Experimental Methods: Two trained clinicians placed 40 porcelain (Vita Mark II/Vita) and 40 composite (Paradigm MZ100/3M-ESPE) CAD/CAM inlays, in 43 patients, divided between 37 molars and 43 bicuspids. A CAD/CAM unit (Cerec 2/Sirona) was used to fabricate all restorations using COS 1.21 software. Following computergraphic design of the inlay, the prefabricated block to be used for the specific restoration was randomly assigned. Both restorative materials were cemented with a total etch technique using Single Bond (3M-ESPE) and a dual cured resin cement (RelyX-ARC Resin Cement/3M-ESPE).

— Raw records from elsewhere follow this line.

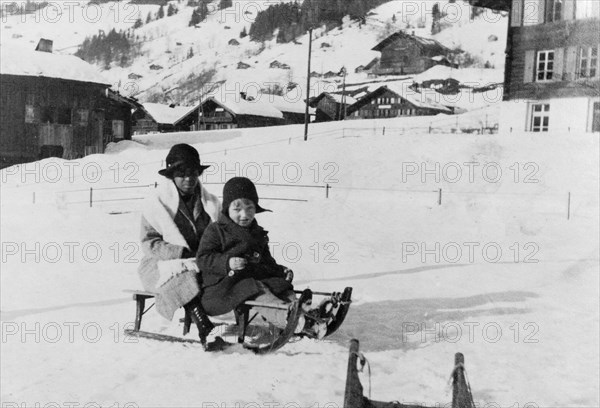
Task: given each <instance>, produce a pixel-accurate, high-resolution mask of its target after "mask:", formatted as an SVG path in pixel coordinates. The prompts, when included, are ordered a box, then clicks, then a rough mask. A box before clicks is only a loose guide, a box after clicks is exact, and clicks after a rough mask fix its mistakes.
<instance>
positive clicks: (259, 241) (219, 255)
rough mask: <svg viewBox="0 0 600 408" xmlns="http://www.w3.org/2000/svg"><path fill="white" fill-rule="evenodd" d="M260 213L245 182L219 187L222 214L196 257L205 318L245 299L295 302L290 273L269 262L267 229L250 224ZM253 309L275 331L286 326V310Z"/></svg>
mask: <svg viewBox="0 0 600 408" xmlns="http://www.w3.org/2000/svg"><path fill="white" fill-rule="evenodd" d="M265 211H270V210H267V209H265V208H262V207H261V206H260V205H259V202H258V194H257V192H256V187H255V186H254V183H252V181H251V180H249V179H247V178H245V177H234V178H232V179H230V180H229V181H228V182H227V183H226V184H225V186H224V187H223V210H222V213H221V215H220V217H219V220H218V221H217V222H214V223H212V224H211V225H209V226H208V228H207V229H206V231H205V232H204V235H203V236H202V240H201V241H200V246H199V248H198V255H197V262H198V267H199V269H200V271H201V273H202V282H203V294H202V305H203V307H204V309H205V311H206V313H207V314H208V315H210V316H215V315H221V314H225V313H228V312H230V311H232V310H234V309H235V308H236V307H237V306H238V305H240V304H242V303H243V302H244V301H246V300H250V299H252V300H255V301H258V302H261V303H267V304H275V305H289V304H291V303H292V302H293V301H294V300H295V298H296V296H295V293H294V290H293V289H294V287H293V286H292V283H291V281H292V279H293V273H292V271H291V270H290V269H288V268H286V267H284V266H282V265H279V264H277V262H276V261H275V259H273V257H272V256H271V253H270V251H269V246H268V243H269V237H268V235H267V231H265V230H264V229H263V228H262V227H261V226H260V225H258V223H257V222H256V219H255V215H256V214H258V213H261V212H265ZM303 306H305V305H301V307H303ZM305 307H306V306H305ZM255 310H256V311H257V312H258V313H259V314H260V315H261V316H263V318H264V319H265V320H267V321H268V322H269V323H271V324H273V325H274V326H276V327H279V328H284V327H285V326H286V324H287V318H288V316H287V310H282V309H273V308H267V307H255ZM304 322H305V319H304V318H303V317H302V318H301V319H300V321H299V325H298V328H297V330H296V332H301V331H302V330H303V329H304ZM323 330H325V331H326V327H323V328H321V330H320V331H321V332H323ZM311 332H314V330H311ZM315 337H319V336H315ZM321 337H322V336H321Z"/></svg>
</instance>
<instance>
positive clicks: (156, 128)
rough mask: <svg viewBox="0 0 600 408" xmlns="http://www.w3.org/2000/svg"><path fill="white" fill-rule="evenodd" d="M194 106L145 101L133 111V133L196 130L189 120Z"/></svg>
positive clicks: (191, 123) (143, 132) (193, 107)
mask: <svg viewBox="0 0 600 408" xmlns="http://www.w3.org/2000/svg"><path fill="white" fill-rule="evenodd" d="M193 109H194V107H192V106H175V105H163V104H160V103H150V102H148V103H144V104H143V105H142V106H141V107H140V109H138V110H136V111H135V112H134V113H133V128H132V129H133V134H134V135H143V134H147V133H163V132H182V131H189V130H196V129H195V128H194V127H193V123H190V121H189V120H187V118H188V116H189V113H190V112H191V111H192V110H193Z"/></svg>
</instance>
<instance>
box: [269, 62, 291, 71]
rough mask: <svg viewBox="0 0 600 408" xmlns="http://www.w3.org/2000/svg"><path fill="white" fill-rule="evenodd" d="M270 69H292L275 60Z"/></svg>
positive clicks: (286, 64) (270, 63) (288, 66)
mask: <svg viewBox="0 0 600 408" xmlns="http://www.w3.org/2000/svg"><path fill="white" fill-rule="evenodd" d="M269 68H279V69H290V66H289V65H288V64H285V63H281V62H279V61H277V60H275V61H273V62H271V63H270V64H269Z"/></svg>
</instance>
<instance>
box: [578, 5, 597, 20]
mask: <svg viewBox="0 0 600 408" xmlns="http://www.w3.org/2000/svg"><path fill="white" fill-rule="evenodd" d="M592 17H593V18H599V17H600V2H599V1H598V0H576V3H575V18H577V19H581V18H592Z"/></svg>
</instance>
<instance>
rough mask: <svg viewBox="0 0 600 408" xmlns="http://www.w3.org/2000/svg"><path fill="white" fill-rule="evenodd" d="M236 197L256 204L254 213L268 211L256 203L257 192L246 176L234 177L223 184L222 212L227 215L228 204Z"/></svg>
mask: <svg viewBox="0 0 600 408" xmlns="http://www.w3.org/2000/svg"><path fill="white" fill-rule="evenodd" d="M238 198H246V199H248V200H250V201H252V202H253V203H254V205H255V206H256V213H260V212H265V211H269V212H272V211H271V210H267V209H266V208H262V207H261V206H260V205H258V193H257V192H256V187H255V186H254V183H253V182H252V181H251V180H250V179H248V178H246V177H234V178H232V179H229V181H227V183H225V185H224V186H223V214H224V215H226V216H229V205H230V204H231V203H232V202H234V201H235V200H237V199H238Z"/></svg>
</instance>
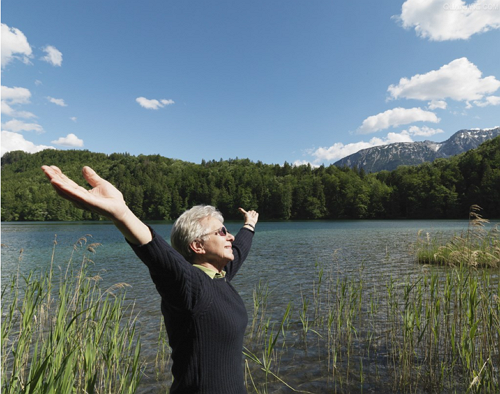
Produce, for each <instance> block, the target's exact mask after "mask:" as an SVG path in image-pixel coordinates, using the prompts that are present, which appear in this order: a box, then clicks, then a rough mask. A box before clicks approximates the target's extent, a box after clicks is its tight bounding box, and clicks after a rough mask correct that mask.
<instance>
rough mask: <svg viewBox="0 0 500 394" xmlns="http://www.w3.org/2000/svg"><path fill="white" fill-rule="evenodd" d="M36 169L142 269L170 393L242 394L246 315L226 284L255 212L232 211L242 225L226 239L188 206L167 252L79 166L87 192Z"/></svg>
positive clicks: (235, 272) (165, 243) (199, 207)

Results: Tooth sensitivity was evaluated by report to cold stimulus (number of teeth): 1 week: Composite (0), Porcelain (1), with no sensitivity reported in either group after 2 weeks, 6 months, 1 year, 2 years, and 3 years. All restorations were evaluated by two examiners using a modified USPHS rating. The percentage alpha scores (baseline, 6 months, 1 year, 2 years, 3 years) were: margin adaptation - Composite (100, 97, 91, 68, 66), Porcelain (97, 92, 76, 73, 65); inlay fracture - Composite (100, 100, 100, 97, 100), Porcelain (97, 94, 89, 91, 88); color match - Composite (100, 97, 97, 91, 91), Porcelain (85, 58, 65, 58, 59); margin discoloration Composite (100, 100, 91, 91, 88), Porcelain (100, 100, 100, 91, 91). The percentage of alpha scores for anatomic form, tooth fracture, caries, and surface finish were 95% or greater for both materials at all recall intervals.
Conclusions: The composite inlays performed equally as well as the porcelain inlays at 3 years in all categories with clinical advantages noted in inlay fracture and color match. Supported by 3M/ESPE.